Reece was there, with a torn piece of shirt. “Yeah, baby, it is from the bottle. It’s not bad.” He spat on the cotton and wiped at her leg. “It’s only a scratch.” He called over his shoulder, “We’re fine.” Then he took her hand and stood.

He led her out of the laneway while the bouncers got the attackers roused. None of them made any move to get higher than their knees. Two were still unconscious.

She went with him back to the car. He talked the whole way but she had no idea what he was saying. She kept seeing the calm and composed way he’d beaten six men into the ground. She did not understand how that was possible. It wasn’t simply adrenaline. It wasn’t being a hero, or using his size. He’d only had two beers. He’d been brutally systematic and methodically deadly, this man who cut sandwiches into animal shapes for Mia, and once let her draw tattoos all over his arms that took days to wash off.

He paid for their parking and they settled in the car.

He rang Etta. “I’m sorry we’re late. We’re on the way now. Twenty minutes. I said we were sorry. Yes, I understand the concept of overtime. Etta. Etta. Etta. Shit, all right. All right.”

He drove. She stopped seeing blood and hearing men shout. She stopped being shocked and acted. “What was that?”

He glanced at her. “Are you okay?”

He’d probably asked her that a dozen different ways on the walk to the car. “I am not okay. I want answers. I don’t understand what happened.”

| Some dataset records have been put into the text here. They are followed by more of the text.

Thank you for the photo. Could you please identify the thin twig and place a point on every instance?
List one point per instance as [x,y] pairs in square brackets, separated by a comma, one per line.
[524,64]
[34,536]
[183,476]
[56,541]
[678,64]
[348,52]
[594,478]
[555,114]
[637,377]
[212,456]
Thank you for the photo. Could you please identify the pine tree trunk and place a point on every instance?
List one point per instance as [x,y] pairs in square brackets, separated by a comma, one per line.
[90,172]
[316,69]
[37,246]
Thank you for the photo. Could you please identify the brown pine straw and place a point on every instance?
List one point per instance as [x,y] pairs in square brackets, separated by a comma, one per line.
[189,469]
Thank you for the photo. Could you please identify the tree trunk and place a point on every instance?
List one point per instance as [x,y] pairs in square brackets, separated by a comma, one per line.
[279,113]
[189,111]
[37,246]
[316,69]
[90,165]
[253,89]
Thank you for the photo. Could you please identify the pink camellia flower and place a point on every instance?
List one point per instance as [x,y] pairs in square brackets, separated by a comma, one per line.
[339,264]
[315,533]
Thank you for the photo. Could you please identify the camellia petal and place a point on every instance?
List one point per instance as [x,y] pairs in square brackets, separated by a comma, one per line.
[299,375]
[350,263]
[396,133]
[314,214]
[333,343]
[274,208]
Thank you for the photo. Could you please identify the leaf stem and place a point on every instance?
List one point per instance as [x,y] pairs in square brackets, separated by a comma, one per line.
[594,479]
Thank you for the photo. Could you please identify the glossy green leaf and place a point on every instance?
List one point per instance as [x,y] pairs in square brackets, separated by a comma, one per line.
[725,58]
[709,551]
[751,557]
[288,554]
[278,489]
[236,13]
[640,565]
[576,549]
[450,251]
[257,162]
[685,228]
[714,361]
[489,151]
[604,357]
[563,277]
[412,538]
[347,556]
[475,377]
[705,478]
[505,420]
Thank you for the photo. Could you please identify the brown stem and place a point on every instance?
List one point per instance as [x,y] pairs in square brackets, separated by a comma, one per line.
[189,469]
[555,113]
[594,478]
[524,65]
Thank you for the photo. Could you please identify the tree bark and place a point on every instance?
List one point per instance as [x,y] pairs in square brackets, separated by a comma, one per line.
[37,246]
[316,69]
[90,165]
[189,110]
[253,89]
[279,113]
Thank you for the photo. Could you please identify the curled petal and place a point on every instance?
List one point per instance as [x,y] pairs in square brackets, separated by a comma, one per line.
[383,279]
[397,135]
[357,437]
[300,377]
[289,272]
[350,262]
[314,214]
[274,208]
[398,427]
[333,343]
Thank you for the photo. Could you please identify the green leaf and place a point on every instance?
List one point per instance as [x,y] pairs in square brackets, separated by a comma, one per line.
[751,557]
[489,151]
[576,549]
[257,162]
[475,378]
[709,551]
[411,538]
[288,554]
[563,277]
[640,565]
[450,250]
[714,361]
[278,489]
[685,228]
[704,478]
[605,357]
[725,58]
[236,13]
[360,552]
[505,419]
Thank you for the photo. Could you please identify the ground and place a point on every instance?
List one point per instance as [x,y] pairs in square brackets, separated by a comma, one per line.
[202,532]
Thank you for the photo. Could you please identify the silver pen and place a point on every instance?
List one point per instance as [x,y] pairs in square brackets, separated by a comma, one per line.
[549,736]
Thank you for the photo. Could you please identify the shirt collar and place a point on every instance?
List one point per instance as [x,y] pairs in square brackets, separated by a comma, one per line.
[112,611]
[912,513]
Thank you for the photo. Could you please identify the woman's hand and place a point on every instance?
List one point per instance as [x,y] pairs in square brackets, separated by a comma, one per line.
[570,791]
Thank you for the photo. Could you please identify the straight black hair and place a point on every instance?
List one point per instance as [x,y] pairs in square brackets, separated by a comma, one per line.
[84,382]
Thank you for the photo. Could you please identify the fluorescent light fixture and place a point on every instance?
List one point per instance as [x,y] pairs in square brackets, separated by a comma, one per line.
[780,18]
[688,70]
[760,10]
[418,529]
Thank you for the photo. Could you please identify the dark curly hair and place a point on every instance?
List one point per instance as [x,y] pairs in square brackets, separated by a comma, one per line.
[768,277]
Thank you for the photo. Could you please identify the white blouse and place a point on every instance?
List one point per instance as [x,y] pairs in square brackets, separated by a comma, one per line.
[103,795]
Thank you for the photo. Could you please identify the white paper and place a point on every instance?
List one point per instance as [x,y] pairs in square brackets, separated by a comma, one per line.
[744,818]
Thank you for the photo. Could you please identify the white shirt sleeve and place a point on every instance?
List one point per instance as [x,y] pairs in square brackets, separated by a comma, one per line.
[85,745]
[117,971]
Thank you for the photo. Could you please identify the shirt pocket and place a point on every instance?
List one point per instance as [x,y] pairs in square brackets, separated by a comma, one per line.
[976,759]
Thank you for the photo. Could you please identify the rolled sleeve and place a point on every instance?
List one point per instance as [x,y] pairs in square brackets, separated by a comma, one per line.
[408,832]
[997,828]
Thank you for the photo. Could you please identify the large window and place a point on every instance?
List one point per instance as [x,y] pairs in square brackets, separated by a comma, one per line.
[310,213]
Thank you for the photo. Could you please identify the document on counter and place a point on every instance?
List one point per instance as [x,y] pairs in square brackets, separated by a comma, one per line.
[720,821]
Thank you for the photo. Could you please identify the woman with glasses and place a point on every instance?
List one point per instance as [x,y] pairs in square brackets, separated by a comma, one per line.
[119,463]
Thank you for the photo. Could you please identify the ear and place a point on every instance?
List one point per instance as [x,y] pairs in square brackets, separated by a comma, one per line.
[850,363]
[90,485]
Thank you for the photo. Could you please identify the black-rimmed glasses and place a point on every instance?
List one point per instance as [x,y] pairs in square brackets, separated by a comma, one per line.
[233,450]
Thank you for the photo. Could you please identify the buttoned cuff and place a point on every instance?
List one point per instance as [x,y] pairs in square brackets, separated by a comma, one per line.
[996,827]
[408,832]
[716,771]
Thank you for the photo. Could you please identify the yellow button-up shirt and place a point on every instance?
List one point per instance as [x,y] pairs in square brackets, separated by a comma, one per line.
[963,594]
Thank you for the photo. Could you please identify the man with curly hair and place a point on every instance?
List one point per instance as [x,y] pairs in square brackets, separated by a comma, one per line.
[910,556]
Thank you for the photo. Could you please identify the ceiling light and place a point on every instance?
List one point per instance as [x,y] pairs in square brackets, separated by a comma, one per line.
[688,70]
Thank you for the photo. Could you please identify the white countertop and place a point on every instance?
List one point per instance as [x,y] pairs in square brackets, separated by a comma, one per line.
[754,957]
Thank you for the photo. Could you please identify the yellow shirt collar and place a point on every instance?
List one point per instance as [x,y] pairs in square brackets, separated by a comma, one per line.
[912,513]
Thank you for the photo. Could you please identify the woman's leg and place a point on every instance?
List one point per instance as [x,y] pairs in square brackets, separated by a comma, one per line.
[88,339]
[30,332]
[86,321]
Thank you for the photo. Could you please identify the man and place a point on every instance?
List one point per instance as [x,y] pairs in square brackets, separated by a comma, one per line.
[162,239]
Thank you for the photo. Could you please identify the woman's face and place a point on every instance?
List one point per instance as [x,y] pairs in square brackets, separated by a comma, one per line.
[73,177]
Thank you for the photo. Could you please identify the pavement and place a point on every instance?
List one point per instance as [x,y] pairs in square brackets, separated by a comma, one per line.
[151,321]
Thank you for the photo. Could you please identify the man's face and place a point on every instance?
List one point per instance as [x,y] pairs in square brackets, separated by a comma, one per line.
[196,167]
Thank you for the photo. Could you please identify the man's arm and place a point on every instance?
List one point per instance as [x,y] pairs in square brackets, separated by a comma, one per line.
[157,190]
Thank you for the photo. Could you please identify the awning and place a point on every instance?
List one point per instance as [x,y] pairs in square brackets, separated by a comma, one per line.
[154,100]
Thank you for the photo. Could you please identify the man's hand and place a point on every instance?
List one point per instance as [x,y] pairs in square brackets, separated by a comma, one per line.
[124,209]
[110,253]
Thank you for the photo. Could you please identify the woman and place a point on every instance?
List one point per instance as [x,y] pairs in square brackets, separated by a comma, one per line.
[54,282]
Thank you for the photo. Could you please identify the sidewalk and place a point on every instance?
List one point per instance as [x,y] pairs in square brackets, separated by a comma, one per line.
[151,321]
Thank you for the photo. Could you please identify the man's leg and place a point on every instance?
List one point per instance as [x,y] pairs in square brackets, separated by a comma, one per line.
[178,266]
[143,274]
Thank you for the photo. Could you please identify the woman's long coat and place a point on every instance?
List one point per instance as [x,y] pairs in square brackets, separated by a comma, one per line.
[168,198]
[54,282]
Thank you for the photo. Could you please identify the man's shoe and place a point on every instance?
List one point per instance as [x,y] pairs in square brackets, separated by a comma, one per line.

“I’m a big guy. I can handle myself.”

She swivelled to face him. “You were a machine. You don’t get that way by being a nanny or by some miracle when you’re threatened.”

“No, baby. I leaned to do that. But I don’t do it anymore.”

She shivered, but she wasn’t cold. “You learned to do it, to beat people up. Explain what that means.”

“Let’s get home and get some antiseptic on your leg and we can talk about it with a cup of tea, okay?”

“I don’t want a fucking cup of tea.”

He flinched.

Six men coming at him with the intention of hurting him hadn’t made him twitch, but her use of a swear word did.

“Pull over. Call Etta and tell her we need more time. As long as it takes you to tell me what you just did. The damn bouncers didn’t believe what they saw. You need to make me understand how the man I trust my daughter with can beat six men bloody and unconscious and walk away without a scratch on him.”